Area between A∩B

[rettore84]

Hello to all,

It looks a simples question but I cannot get the correct answer:

The area between A∩B, where:


A={ (x,y) ∈ R^2: 0<=x<=pi/2, 0<=y<=cos x}

B={ (x,y) ∈ R^2: 0<=x<=pi/2, sin x<=y<=1}

My answer is 2 - (pi/2). Correct answer is sqrt(2) -1

Thank you.

 

[Deleted member 4993]

Hello to all,

It looks a simples question but I cannot get the correct answer:

The area between A∩B, where:


A={ (x,y) ∈ R^2: 0<=x<=pi/2, 0<=y<=cos x}

B={ (x,y) ∈ R^2: 0<=x<=pi/2, sin x<=y<=1}

My answer is 2 - (pi/2). Correct answer is sqrt(2) -1

Thank you.

How did you get your answer?

Please share your work.

 

[rettore84]

I calculate A and B each one as a double integral and then subtract A - B.

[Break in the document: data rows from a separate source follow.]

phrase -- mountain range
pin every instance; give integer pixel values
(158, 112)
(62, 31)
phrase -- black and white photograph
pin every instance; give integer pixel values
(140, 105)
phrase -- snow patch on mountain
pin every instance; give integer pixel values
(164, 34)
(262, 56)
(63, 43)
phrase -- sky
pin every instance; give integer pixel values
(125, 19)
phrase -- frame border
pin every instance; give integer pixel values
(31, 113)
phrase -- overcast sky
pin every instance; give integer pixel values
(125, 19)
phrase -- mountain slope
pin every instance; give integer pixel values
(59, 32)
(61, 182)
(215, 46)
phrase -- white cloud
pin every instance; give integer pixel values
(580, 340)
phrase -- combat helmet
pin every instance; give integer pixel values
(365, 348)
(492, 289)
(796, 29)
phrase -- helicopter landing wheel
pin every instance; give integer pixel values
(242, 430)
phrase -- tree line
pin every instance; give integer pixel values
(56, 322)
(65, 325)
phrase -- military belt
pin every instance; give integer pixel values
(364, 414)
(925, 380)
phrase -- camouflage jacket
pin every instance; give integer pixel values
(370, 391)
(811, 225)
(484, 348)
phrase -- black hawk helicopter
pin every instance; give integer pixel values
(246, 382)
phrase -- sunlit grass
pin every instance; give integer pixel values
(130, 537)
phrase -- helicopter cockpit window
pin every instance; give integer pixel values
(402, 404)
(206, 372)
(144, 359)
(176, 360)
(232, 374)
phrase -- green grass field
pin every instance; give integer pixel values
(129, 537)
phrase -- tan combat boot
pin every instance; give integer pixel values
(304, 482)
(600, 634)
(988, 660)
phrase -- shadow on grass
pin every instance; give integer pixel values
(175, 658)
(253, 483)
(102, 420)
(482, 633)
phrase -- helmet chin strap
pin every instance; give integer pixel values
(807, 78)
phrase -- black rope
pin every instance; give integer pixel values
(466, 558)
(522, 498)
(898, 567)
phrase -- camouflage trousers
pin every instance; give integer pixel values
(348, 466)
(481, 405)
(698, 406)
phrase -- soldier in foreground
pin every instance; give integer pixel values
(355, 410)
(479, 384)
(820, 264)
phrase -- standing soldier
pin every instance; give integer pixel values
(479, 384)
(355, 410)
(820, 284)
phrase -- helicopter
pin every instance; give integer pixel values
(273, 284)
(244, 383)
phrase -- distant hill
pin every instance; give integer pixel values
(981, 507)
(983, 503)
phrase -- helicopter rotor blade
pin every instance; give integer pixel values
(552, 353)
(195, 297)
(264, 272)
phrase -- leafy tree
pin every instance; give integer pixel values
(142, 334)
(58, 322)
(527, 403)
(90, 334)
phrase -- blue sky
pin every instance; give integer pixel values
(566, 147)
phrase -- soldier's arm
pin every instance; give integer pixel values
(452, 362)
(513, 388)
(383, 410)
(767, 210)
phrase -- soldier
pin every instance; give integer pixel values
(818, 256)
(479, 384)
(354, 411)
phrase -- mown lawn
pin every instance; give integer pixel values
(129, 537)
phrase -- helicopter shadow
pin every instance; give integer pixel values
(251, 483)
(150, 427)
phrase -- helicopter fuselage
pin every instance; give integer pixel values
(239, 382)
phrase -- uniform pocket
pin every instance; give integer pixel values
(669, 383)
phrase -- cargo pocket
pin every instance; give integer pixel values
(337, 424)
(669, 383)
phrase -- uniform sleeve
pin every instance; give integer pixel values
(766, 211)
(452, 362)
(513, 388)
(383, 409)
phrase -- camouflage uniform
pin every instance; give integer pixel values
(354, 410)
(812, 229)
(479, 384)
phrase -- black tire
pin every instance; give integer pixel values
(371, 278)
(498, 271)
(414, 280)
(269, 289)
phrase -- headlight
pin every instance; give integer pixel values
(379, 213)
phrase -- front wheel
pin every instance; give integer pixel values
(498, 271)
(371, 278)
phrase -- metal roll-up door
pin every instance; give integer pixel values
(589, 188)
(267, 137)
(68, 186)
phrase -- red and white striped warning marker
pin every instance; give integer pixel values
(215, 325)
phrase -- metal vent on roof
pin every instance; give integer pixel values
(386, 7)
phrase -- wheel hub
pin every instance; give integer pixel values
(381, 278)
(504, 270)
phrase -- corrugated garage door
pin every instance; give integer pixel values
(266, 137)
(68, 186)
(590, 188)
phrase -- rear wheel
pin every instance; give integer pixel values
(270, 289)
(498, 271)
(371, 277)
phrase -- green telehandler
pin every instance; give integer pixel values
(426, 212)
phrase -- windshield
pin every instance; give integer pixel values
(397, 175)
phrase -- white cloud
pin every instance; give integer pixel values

A--> first integrate 1dy from 0 to cos(x). Results cos(x), then I integrate cos(x)dx from 0 to pi/2. Results 1.

B--> first integrate 1dy from sin(x) to 1. Results 1 - sen(x), then I integrate (1-sin(x))dx from 0 to pi/2. Results pi/2 -1.

A - B = 2 - (pi/2).

Am I doing correctly?

 

[Deleted member 4993]

Watch those limits carefully!

Area = \(\displaystyle \displaystyle{\int_0^{\dfrac{\pi}{4}}[cos(x)-sin(x)] dx}\)

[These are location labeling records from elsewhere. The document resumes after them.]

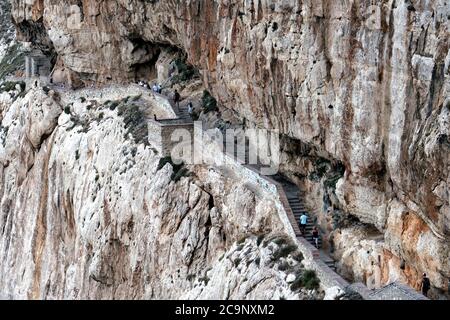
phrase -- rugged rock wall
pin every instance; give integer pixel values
(87, 212)
(364, 82)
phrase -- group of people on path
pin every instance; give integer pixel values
(156, 87)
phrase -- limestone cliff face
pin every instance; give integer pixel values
(87, 213)
(365, 83)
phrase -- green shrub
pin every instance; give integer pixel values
(178, 169)
(283, 252)
(190, 277)
(135, 122)
(183, 172)
(259, 239)
(209, 103)
(279, 241)
(204, 279)
(11, 86)
(306, 279)
(283, 266)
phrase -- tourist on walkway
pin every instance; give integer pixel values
(316, 237)
(190, 108)
(303, 221)
(176, 99)
(425, 285)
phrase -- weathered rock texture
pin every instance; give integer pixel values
(87, 213)
(364, 82)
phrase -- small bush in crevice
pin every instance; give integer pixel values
(259, 239)
(190, 277)
(306, 279)
(204, 279)
(209, 103)
(179, 170)
(11, 85)
(135, 123)
(186, 72)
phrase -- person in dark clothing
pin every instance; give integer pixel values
(425, 285)
(316, 237)
(303, 221)
(176, 99)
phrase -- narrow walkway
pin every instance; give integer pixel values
(295, 199)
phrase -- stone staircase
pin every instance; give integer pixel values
(295, 200)
(293, 193)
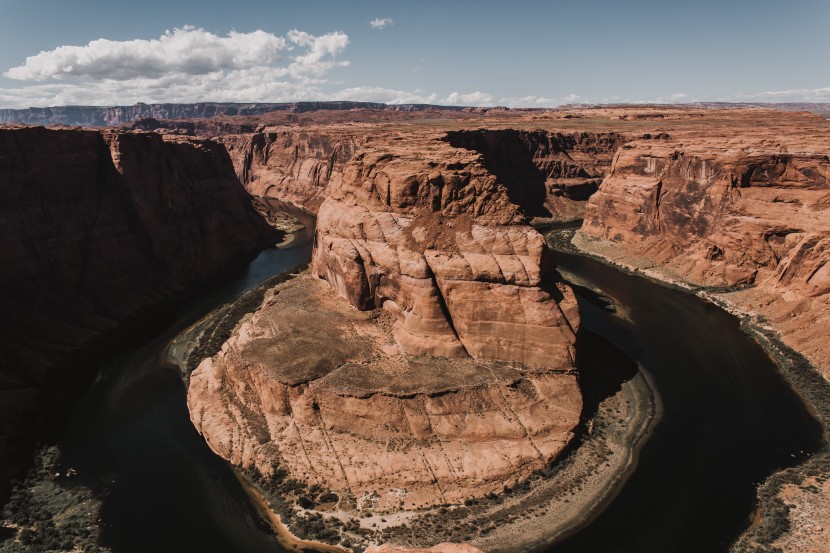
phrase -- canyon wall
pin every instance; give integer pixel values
(94, 116)
(291, 164)
(427, 358)
(739, 211)
(551, 174)
(99, 228)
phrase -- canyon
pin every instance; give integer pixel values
(429, 356)
(101, 229)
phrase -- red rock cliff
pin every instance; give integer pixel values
(732, 210)
(100, 227)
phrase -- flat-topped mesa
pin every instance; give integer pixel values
(424, 231)
(292, 165)
(454, 375)
(736, 211)
(549, 174)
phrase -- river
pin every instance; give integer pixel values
(728, 421)
(166, 491)
(728, 418)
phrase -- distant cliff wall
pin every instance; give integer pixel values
(95, 116)
(99, 228)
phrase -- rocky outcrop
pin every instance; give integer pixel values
(99, 229)
(454, 375)
(426, 232)
(292, 165)
(548, 174)
(94, 116)
(734, 211)
(440, 548)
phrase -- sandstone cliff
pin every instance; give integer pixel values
(94, 116)
(740, 211)
(292, 165)
(552, 173)
(454, 375)
(98, 229)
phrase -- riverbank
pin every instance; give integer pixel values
(525, 516)
(793, 512)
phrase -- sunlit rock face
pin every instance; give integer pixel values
(427, 358)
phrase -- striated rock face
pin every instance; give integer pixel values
(549, 174)
(454, 375)
(292, 165)
(97, 229)
(94, 116)
(731, 211)
(426, 232)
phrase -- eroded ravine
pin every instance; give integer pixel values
(729, 419)
(131, 437)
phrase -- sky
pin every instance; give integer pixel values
(514, 53)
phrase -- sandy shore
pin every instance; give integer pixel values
(793, 512)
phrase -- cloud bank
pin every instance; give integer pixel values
(190, 64)
(380, 23)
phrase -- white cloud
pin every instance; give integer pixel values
(380, 23)
(184, 65)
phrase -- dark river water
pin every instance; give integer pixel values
(728, 421)
(167, 491)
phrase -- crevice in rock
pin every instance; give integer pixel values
(445, 310)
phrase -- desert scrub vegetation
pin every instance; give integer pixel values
(48, 511)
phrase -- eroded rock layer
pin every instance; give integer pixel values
(736, 211)
(453, 375)
(98, 228)
(290, 164)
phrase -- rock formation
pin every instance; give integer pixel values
(94, 116)
(293, 165)
(737, 211)
(453, 376)
(440, 548)
(100, 228)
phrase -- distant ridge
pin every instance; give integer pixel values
(102, 116)
(111, 116)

Area = \(\displaystyle \left [\displaystyle{sin(\dfrac{\pi}{4}) + cos(\dfrac{\pi}{4}) - 1}\right ]\)

 

[rettore84]

Thank you Subhotosh Khan, now I understand. My aproach was completely wrong. It is a simple area integration with the limits being from 0 to the intersection of cosx=sinx. Am I correct now?